Desde la Plaza Roja, en el marco del 81 aniversario de la victoria del Ejército Rojo sobre la Alemania nazi, Putin declaró: «Pese a que combaten contra una fuerza agresiva que es apoyada por todo el bloque de la OTAN, nuestros héroes siguen avanzando».
Según el líder ruso, las tropas que participan en la «operación militar especial» en el país vecino, un término utilizado en Rusia, emulan la tradición de los soldados soviéticos que lucharon en la Gran Guerra Patria (1941-1945).
«Les felicito por el Día de la Victoria, nuestra fiesta más importante, sagrada y brillante. La celebramos con orgullo y amor por nuestro país, con la comprensión de que nuestro deber común es defender los intereses y el futuro de la patria», proclamó el mandatario.
Putin rememoró que el Ejército Rojo no solo «salvó» a la Unión Soviética, sino a toda Europa, haciendo hincapié en que muchos países europeos habían capitulado y cedido su soberanía ante el avance hitleriano. Subrayó que «la lealtad a la patria es la verdad suprema» y destacó la consolidación nacional, la fuerza moral y la «capacidad de superar cualquier desafío» como la «clave del éxito» del pueblo ruso. Concluyó con la firme convicción de que «nuestra causa es justa. Estamos juntos, la victoria fue y siempre será nuestra».
El desfile contó con la asistencia de únicamente cinco mandatarios extranjeros: los presidentes de Bielorrusia, Alexandr Lukashenko, y Kazajistán, Kasim-Yomart Tokáyev, junto con los líderes de Laos, Malasia y Uzbekistán. El primer ministro eslovaco, Robert Fico, tenía previsto reunirse con Putin en el Kremlin, pero no participó en la parada militar, a la que no asistió ningún líder occidental.

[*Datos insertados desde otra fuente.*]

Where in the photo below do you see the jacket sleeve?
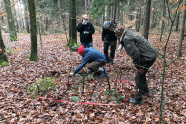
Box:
[74,56,89,74]
[102,28,105,41]
[89,23,95,34]
[124,41,142,69]
[76,22,84,32]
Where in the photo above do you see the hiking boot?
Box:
[109,58,113,65]
[106,57,110,63]
[100,69,106,77]
[128,98,141,104]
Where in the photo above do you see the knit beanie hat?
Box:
[114,26,125,36]
[78,45,84,54]
[82,14,88,20]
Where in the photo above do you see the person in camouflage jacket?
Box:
[115,27,158,104]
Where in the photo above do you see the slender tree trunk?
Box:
[23,0,30,33]
[85,0,88,13]
[136,6,141,32]
[4,0,17,41]
[113,0,118,21]
[0,25,8,65]
[67,0,78,47]
[28,0,38,61]
[177,0,186,57]
[160,0,166,42]
[175,11,180,31]
[142,0,151,40]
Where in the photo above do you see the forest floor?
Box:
[0,32,186,124]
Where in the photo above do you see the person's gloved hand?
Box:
[118,44,123,52]
[83,31,90,36]
[82,19,87,25]
[138,68,145,74]
[69,72,74,76]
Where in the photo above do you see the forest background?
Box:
[0,0,186,124]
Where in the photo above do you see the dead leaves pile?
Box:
[0,32,186,124]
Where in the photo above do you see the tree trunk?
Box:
[160,0,166,42]
[85,0,88,13]
[177,0,186,57]
[142,0,151,40]
[136,2,141,32]
[23,0,30,33]
[175,10,180,31]
[0,25,8,65]
[4,0,17,41]
[67,0,78,47]
[28,0,38,61]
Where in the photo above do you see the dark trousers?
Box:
[87,61,105,71]
[104,42,116,61]
[135,59,156,101]
[81,42,92,48]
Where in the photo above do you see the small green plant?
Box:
[2,62,8,66]
[27,77,57,98]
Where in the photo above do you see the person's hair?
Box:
[82,14,88,20]
[114,26,125,36]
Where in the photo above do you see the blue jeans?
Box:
[81,42,92,48]
[104,42,116,61]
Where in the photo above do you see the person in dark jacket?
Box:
[115,27,158,104]
[102,21,117,65]
[76,15,95,48]
[71,45,106,77]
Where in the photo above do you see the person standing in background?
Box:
[76,14,95,48]
[102,21,117,65]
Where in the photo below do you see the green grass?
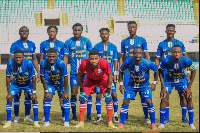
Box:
[0,70,199,132]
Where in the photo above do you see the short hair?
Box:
[72,23,83,30]
[128,21,137,26]
[166,24,175,29]
[19,26,29,32]
[89,50,99,56]
[47,48,57,54]
[47,25,58,33]
[14,49,24,54]
[99,28,110,34]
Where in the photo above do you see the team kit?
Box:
[3,21,196,130]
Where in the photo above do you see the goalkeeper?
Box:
[75,50,116,128]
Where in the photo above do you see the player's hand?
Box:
[160,87,167,99]
[103,92,112,104]
[31,93,37,103]
[37,73,40,83]
[79,92,87,103]
[184,88,192,99]
[6,94,13,103]
[119,85,126,94]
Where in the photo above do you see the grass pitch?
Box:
[0,70,199,132]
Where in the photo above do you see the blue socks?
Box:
[32,101,38,121]
[87,95,92,116]
[14,97,20,116]
[120,104,129,125]
[148,103,155,124]
[95,99,101,114]
[6,102,12,121]
[141,99,149,119]
[44,98,52,122]
[70,97,77,116]
[63,99,70,122]
[24,97,31,116]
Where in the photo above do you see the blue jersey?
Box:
[156,39,186,59]
[6,59,35,86]
[40,40,64,59]
[40,58,68,86]
[64,36,92,74]
[10,40,36,60]
[160,55,195,83]
[121,36,148,75]
[93,42,118,75]
[120,57,158,88]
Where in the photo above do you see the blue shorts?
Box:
[124,86,152,100]
[164,79,189,93]
[70,74,86,86]
[10,82,33,96]
[47,85,69,96]
[95,82,117,94]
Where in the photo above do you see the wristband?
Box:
[186,71,190,73]
[153,81,157,85]
[114,71,118,75]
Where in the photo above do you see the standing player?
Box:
[3,49,40,128]
[118,47,158,130]
[9,26,40,123]
[64,23,92,122]
[155,24,190,123]
[93,28,119,122]
[40,26,65,121]
[119,21,150,123]
[40,48,70,127]
[75,50,116,128]
[159,45,196,129]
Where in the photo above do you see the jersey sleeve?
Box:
[142,38,148,52]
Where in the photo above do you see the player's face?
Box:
[73,26,83,38]
[100,30,110,41]
[89,55,99,68]
[47,53,57,64]
[14,53,24,65]
[128,24,137,36]
[166,27,176,38]
[133,48,143,61]
[172,47,183,62]
[19,27,29,38]
[48,28,57,39]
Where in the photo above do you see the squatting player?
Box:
[75,50,116,128]
[40,26,65,121]
[155,24,190,123]
[3,49,40,128]
[119,21,150,123]
[64,23,92,122]
[159,45,196,129]
[9,26,40,123]
[117,47,158,130]
[40,48,70,127]
[93,28,119,122]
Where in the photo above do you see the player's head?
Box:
[128,21,137,36]
[19,26,29,39]
[47,48,57,64]
[172,45,183,62]
[99,28,110,42]
[14,49,24,65]
[47,25,58,40]
[165,24,176,39]
[89,50,100,69]
[72,23,83,39]
[133,47,143,62]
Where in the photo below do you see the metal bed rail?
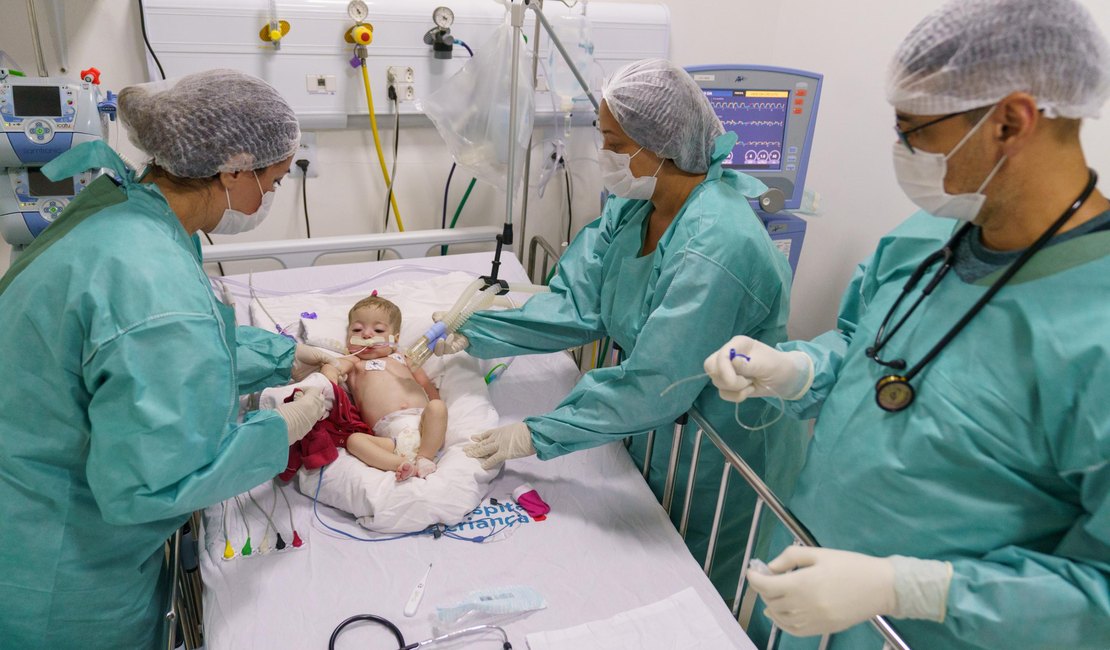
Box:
[163,512,204,650]
[202,226,501,268]
[628,409,910,650]
[528,235,559,285]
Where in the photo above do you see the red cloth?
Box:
[278,384,371,481]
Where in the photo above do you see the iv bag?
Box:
[416,16,535,191]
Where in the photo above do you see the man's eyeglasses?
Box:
[895,106,983,153]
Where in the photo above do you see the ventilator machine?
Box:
[0,69,115,254]
[686,65,823,273]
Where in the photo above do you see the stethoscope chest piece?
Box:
[875,375,914,413]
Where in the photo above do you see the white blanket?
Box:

La parada fue comandada por el ministro de Defensa, Andréi Beloúsov, y coincidió con el quinto año del conflicto en Ucrania. Beloúsov subió a la tribuna para informar al comandante supremo de las Fuerzas Armadas, Putin, sobre la preparación de las tropas. El desfile se llevó a cabo sin armamento pesado por primera vez desde 2007, una medida que el Kremlin justificó debido a lo que denominó una «amenaza terrorista ucraniana».